The President's Rule started in Punjab during the stint of Rajiv Gandhi government. V P Singh only inherited that as a legacy.
On an average about 250 persons were being killed by terrorists every month then.
V.P Singh
Moreover threats by militants coupled with the fear that they may come to power through elections had almost demoralised the administration.
One factor that possibly weighed heavily against elections was an intelligence report which said that the Panthic Committee (Sohan Singh) had finalised its strategy of preventing the elections.
It was apprehended that the elections would be disrupted through attacks on candidates and people would be kept from polling votes through the declaration of a seven-day bandh.
Intelligence agencies also fear an increase in violence in the coming days due to the change of guard in Pakistan.
One report claimed some Panthic Committee (Sohan Singh) leaders met the then chief minister of Pakistan's Punjab, Nawaz Sharif, and Gajinder Singh, chief of Dal Khalsa lodged near Lahore, on June 27 (1990) and decided to intensify terrorist activity.
Consequently, senior officers of the BSF and CRPF at Amritsar favoured a longer tenure of President's Rule.
Notably, the Left parties, the BJP and the Congress (then principal opposition against National Front government) were on one page that elections should not be held.
The reluctance of the Congress, BJP and the Left to go in for the elections in Punjab was understandable. Since 1980 their base has been shrinking steadily.
In the 1985 elections, of the 117 assembly seats, the three parties together captured a mere 39 seats against 78 in 1980.
The results of the 1989 Lok Sabha polls were a yet more grim reminder of changing equations in the state, proving an eye-opener even for the moderate Akalis:
for of 13 parliamentary seats, the militants and their allies bagged 10.
The BJP in particular has been badly hit by the migration of Hindus - its primary vote bank.
A large number of them have left Punjab, and many more have moved from rural areas into the towns and cities of the state, and they are yet to be registered as voters.
Moreover, while in the 1981 census the population ratio between Sikhs and Hindus was 52:48, according to the census that was being undertaken in 1990, the migration has led to the Sikhs accounting for as much as 68 percent.
Hindus - came around 30 per cent only.
"A fact that must have weighed heavily on the minds of both the BJP and the Congress when they decided to oppose the elections," reported 'India Today'.
Of course in contrast, all the Akali parties have been agitating for the electoral process to be restored.
The would mince no words in describing the decision to extend President's Rule in the state as a foolhardy one.
Said Sukhjinder Singh of the Akali Dal (Badal):
"The Centre is closing the last hopes of a negotiated settlement. We'll have no option but to sit at home or join the militants."

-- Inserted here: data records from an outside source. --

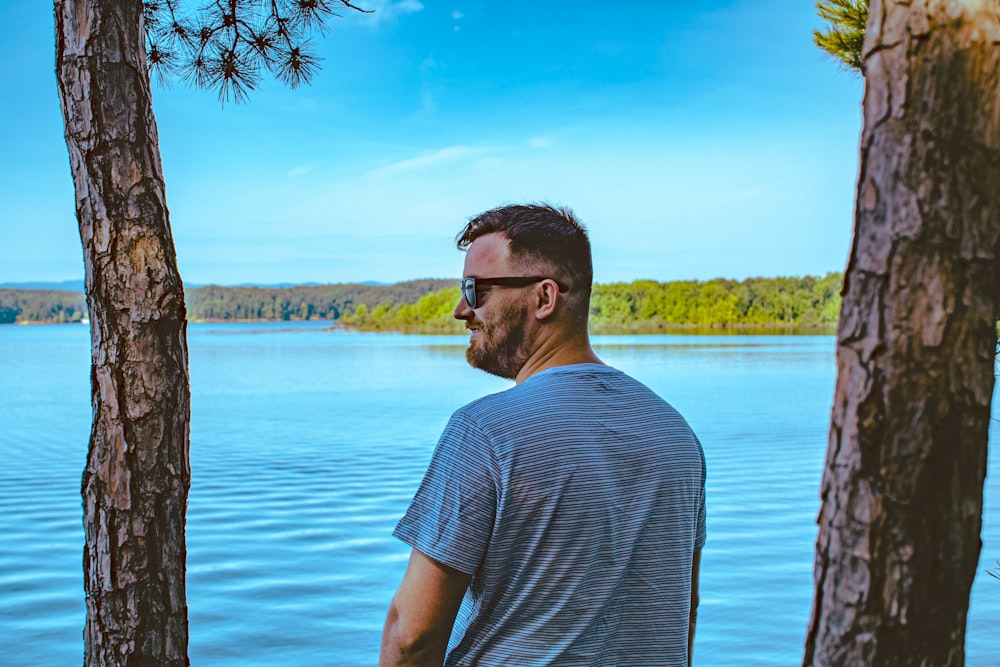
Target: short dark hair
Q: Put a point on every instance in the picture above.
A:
(540, 233)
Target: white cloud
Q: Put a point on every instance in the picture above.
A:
(387, 10)
(438, 157)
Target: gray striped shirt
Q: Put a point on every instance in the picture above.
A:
(576, 500)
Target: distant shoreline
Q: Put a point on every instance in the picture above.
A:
(779, 305)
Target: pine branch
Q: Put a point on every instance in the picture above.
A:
(844, 35)
(226, 45)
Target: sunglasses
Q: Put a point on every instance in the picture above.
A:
(470, 286)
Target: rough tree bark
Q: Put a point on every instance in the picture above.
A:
(902, 487)
(137, 476)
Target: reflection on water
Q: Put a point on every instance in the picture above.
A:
(307, 445)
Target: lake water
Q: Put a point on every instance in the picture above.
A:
(306, 446)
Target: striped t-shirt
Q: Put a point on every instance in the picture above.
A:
(575, 500)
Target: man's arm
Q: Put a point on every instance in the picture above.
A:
(422, 613)
(695, 569)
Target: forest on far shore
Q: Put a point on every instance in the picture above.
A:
(426, 306)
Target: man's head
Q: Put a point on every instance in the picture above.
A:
(528, 241)
(543, 241)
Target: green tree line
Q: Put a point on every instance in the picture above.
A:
(647, 305)
(21, 305)
(300, 302)
(426, 306)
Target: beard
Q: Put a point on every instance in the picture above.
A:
(499, 349)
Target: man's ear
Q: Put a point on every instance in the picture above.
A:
(548, 299)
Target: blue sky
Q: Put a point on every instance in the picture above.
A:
(695, 140)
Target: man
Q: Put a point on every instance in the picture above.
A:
(561, 521)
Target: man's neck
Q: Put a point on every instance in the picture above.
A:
(552, 353)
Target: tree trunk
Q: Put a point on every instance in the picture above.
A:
(899, 526)
(137, 476)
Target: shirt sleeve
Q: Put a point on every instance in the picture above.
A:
(450, 519)
(700, 530)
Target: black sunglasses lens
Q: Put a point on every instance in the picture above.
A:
(469, 290)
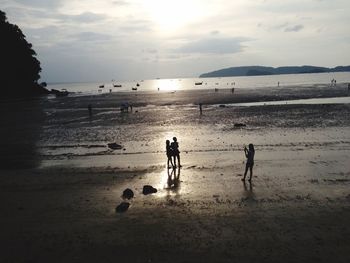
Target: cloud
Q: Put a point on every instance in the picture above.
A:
(120, 3)
(91, 37)
(213, 46)
(86, 17)
(295, 28)
(41, 3)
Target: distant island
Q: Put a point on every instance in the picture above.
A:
(260, 70)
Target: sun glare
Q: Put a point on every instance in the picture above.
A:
(168, 84)
(173, 14)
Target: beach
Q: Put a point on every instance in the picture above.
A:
(60, 183)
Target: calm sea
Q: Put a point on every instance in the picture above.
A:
(207, 83)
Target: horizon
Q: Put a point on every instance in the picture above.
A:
(126, 40)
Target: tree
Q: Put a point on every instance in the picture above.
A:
(19, 67)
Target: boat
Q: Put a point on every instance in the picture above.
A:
(60, 93)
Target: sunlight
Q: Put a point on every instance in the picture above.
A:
(173, 14)
(168, 84)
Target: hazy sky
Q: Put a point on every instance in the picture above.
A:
(100, 40)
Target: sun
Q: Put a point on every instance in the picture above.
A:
(173, 14)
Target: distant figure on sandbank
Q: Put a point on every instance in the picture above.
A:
(249, 154)
(176, 153)
(169, 153)
(90, 110)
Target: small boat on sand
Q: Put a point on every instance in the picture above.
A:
(60, 93)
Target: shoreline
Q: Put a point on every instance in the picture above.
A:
(60, 184)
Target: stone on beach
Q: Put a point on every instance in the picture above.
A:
(122, 207)
(114, 146)
(238, 125)
(148, 189)
(128, 193)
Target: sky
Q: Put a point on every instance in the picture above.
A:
(100, 40)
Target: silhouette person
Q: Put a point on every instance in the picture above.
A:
(249, 154)
(176, 152)
(169, 153)
(90, 110)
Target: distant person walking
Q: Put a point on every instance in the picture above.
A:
(249, 154)
(90, 110)
(176, 152)
(169, 153)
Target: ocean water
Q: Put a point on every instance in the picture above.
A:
(245, 82)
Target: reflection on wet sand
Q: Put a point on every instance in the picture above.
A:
(248, 191)
(21, 125)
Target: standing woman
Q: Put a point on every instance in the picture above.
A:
(249, 153)
(176, 152)
(169, 153)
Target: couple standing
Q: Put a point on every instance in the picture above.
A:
(172, 152)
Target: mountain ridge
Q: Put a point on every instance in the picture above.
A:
(263, 70)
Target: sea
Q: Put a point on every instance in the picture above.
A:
(245, 82)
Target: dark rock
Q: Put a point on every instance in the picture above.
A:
(128, 193)
(123, 207)
(148, 189)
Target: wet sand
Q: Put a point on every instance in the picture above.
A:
(58, 196)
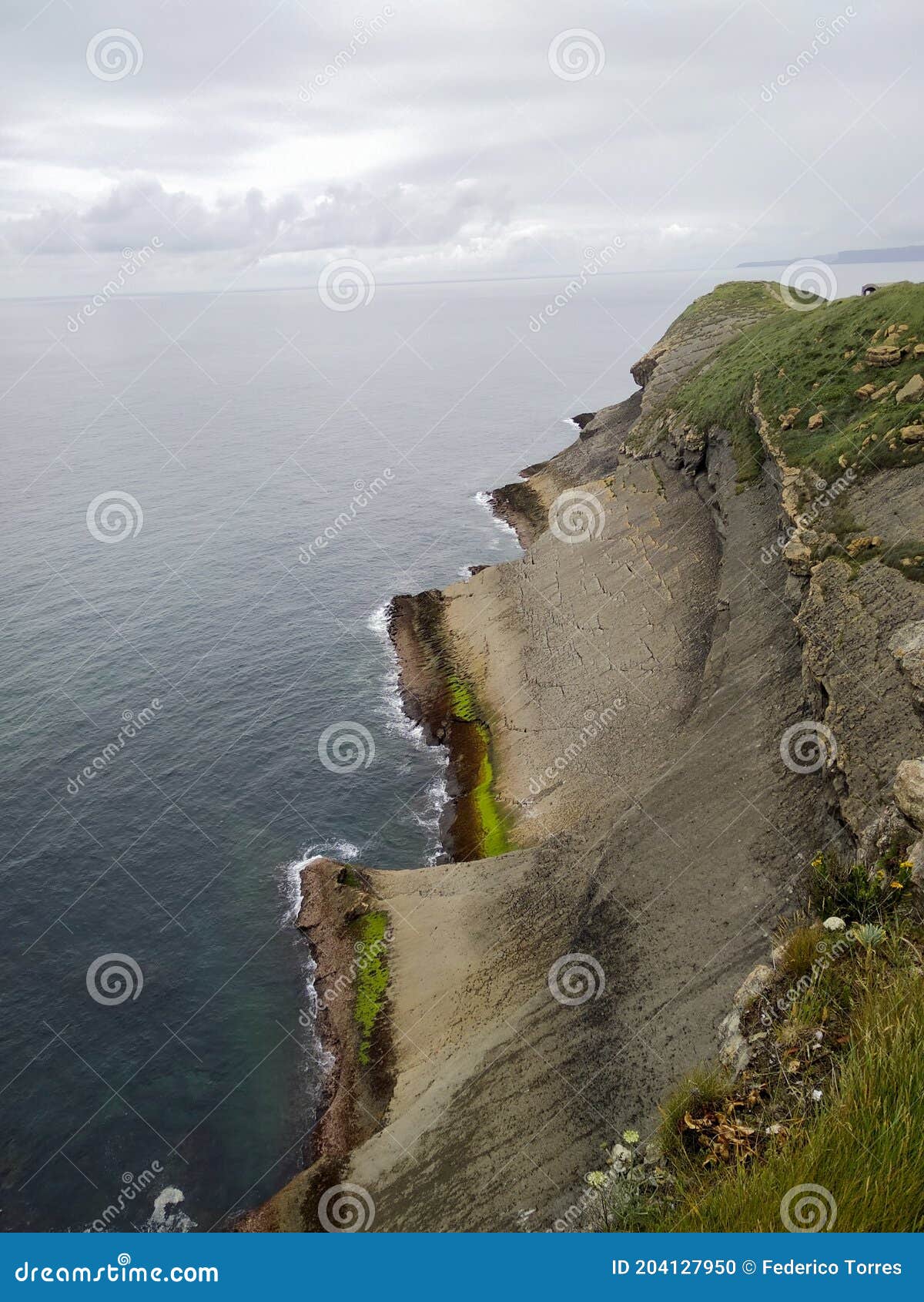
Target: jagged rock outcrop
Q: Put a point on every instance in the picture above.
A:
(641, 683)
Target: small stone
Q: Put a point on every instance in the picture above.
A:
(912, 391)
(798, 556)
(884, 354)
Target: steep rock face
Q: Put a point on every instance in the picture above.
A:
(848, 622)
(548, 996)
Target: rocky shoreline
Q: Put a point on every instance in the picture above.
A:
(616, 709)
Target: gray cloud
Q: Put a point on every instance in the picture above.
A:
(435, 138)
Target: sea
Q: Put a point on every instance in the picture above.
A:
(207, 503)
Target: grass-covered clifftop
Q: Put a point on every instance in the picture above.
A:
(820, 1128)
(845, 361)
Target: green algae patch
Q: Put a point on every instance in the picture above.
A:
(490, 830)
(373, 977)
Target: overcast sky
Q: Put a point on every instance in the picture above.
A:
(253, 141)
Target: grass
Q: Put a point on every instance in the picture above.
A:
(373, 977)
(861, 892)
(865, 1146)
(833, 1094)
(815, 361)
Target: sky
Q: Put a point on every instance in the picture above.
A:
(249, 143)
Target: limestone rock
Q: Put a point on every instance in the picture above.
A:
(754, 985)
(907, 646)
(798, 556)
(884, 354)
(865, 543)
(916, 857)
(733, 1051)
(912, 391)
(909, 790)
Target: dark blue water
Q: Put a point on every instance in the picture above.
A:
(241, 426)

Apart from him, Akali Dal (M) President Simranjit Singh Mann was also positively angry.
It was "political chicanery", he said, that the Government should have taken refuge behind its allies to scuttle the resumption of the democratic process.
The prime minister V P Singh was able to quell the murmurs of protest from within his own party - 11 of the 20 members, including Chandra Shekhar stayed away from the Political Affairs Committee meeting - but could not drown out the anti-poll tirade of his allies, the BJP and the Left.

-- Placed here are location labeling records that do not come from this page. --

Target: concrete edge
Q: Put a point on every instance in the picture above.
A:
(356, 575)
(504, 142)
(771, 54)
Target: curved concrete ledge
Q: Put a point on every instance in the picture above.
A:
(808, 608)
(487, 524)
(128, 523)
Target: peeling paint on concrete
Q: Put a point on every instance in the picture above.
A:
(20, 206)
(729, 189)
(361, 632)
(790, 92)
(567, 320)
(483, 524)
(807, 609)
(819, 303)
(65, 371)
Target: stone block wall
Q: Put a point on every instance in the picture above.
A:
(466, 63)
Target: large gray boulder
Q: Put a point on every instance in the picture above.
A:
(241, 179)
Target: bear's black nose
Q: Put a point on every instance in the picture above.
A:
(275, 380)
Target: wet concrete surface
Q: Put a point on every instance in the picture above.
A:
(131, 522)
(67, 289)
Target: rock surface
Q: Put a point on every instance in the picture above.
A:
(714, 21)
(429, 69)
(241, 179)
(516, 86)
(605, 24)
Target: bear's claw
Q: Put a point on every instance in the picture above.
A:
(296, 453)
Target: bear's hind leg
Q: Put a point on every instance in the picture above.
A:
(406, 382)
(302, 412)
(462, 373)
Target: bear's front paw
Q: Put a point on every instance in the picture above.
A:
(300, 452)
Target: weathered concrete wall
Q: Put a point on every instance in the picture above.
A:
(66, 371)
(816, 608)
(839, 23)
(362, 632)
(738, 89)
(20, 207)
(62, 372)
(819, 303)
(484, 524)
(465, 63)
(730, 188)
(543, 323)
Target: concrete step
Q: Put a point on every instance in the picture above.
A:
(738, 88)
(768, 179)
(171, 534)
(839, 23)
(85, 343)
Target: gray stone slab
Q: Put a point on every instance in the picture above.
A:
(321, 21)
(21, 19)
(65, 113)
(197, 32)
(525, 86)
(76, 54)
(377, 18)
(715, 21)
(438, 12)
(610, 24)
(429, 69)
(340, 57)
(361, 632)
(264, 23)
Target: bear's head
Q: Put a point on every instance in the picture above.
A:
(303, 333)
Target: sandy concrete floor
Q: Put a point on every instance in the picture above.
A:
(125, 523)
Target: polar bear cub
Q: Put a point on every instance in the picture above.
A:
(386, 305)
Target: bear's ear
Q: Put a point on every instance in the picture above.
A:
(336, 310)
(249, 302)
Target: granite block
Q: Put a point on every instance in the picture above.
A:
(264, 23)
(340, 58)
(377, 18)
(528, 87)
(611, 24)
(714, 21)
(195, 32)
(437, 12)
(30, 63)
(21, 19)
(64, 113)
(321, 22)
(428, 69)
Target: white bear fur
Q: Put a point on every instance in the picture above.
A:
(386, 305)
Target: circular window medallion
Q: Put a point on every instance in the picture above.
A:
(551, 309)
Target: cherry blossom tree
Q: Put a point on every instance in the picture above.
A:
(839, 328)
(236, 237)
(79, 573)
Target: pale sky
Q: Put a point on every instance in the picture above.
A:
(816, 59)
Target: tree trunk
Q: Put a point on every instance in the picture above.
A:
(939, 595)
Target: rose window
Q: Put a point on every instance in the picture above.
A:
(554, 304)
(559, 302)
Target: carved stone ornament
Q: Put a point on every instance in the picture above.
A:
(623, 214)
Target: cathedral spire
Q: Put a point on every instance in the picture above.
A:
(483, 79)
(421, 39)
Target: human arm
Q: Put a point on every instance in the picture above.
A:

In September 1990, the then BJP President L.K. Advani minced no words, and at a meeting at the prime minister's house on September 18 said the situation was not conducive for elections as the militants would resort to violence to prevent the people from voting freely.
Similarly, Dr Baldev Prakash, vice-president of the BJP, who was based at Amritsar, warned that elections would result in a spurt in terrorist activities and a large scale migration of the minorities.

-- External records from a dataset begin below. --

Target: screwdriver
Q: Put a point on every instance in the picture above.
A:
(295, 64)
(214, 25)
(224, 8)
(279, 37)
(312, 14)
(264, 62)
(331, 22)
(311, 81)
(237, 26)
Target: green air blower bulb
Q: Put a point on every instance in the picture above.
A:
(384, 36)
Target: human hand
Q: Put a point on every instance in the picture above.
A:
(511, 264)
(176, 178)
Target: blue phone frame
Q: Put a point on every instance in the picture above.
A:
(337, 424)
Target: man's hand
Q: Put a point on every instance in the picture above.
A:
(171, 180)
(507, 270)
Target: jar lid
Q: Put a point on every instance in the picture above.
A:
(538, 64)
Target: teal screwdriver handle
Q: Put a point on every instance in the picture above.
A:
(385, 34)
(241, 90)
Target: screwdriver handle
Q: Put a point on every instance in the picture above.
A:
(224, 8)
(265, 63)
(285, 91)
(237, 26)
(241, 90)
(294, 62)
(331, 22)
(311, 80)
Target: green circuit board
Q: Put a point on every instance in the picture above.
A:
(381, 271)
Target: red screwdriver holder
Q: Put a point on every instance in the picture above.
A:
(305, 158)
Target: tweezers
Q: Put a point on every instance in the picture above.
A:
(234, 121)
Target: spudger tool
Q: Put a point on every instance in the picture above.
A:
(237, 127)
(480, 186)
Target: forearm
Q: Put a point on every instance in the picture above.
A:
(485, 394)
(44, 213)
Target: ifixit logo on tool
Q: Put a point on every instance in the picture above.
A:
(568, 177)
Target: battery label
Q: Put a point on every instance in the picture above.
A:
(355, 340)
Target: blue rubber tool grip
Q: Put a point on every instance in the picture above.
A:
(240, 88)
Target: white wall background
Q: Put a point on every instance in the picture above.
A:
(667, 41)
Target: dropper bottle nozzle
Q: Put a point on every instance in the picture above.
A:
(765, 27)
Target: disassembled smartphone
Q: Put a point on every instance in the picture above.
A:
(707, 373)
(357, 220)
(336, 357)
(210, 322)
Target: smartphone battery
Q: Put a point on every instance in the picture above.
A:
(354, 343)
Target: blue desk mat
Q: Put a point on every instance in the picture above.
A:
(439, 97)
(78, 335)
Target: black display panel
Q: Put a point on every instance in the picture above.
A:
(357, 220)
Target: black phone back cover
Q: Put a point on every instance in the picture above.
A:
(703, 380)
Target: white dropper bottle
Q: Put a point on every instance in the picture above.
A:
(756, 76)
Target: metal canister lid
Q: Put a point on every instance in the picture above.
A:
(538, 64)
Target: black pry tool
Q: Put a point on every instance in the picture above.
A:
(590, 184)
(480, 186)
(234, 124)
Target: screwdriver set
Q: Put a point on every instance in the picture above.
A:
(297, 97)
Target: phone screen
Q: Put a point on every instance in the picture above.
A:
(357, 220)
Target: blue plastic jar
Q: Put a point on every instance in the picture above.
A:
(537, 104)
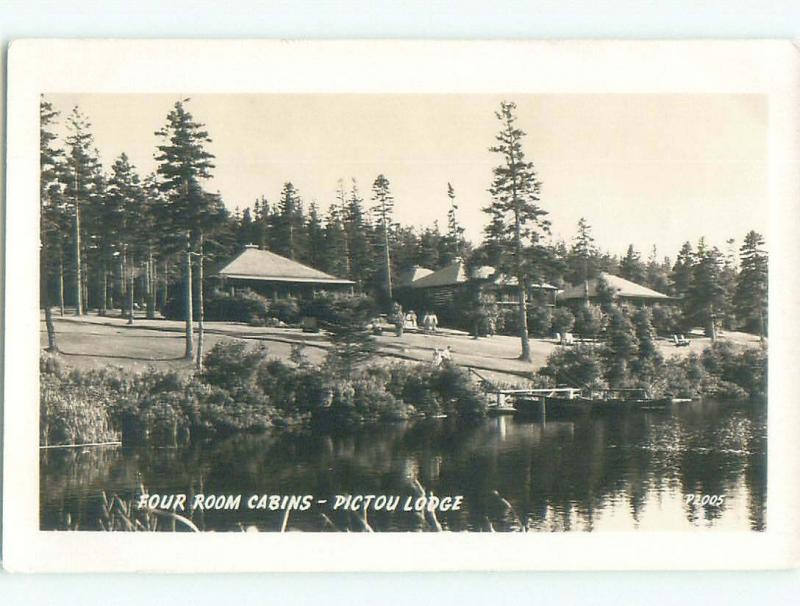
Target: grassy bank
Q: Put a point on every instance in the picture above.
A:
(241, 388)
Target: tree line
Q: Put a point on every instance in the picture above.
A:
(114, 239)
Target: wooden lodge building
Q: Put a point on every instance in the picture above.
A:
(622, 291)
(274, 276)
(436, 291)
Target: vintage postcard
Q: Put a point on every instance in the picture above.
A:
(401, 306)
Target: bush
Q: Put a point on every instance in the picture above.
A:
(588, 321)
(232, 365)
(243, 306)
(75, 412)
(579, 366)
(286, 310)
(667, 320)
(540, 318)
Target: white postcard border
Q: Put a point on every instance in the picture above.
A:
(191, 66)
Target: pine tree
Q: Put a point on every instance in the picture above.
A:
(315, 252)
(289, 225)
(358, 240)
(51, 205)
(631, 267)
(383, 207)
(582, 255)
(681, 276)
(183, 165)
(83, 179)
(336, 257)
(656, 272)
(516, 219)
(455, 244)
(428, 249)
(125, 203)
(706, 295)
(752, 283)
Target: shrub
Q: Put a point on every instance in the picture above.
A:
(232, 365)
(562, 320)
(540, 318)
(588, 321)
(74, 413)
(286, 310)
(243, 306)
(578, 366)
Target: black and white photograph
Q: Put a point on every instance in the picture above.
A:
(340, 313)
(316, 310)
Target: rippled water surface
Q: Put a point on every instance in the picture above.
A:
(644, 470)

West Bengal Chief Minister and CPI(M) stalwart Jyoti Basu was equally vehement in his criticism of the election move.
He asserted that elections should only be held after restoration of normalcy; else it would lead to the demoralisation of the security forces and the administration, and could also result in a situation where the militants seized control of the state Government.
Only Indrajit Gupta of the CPI was the lone voice demanding elections.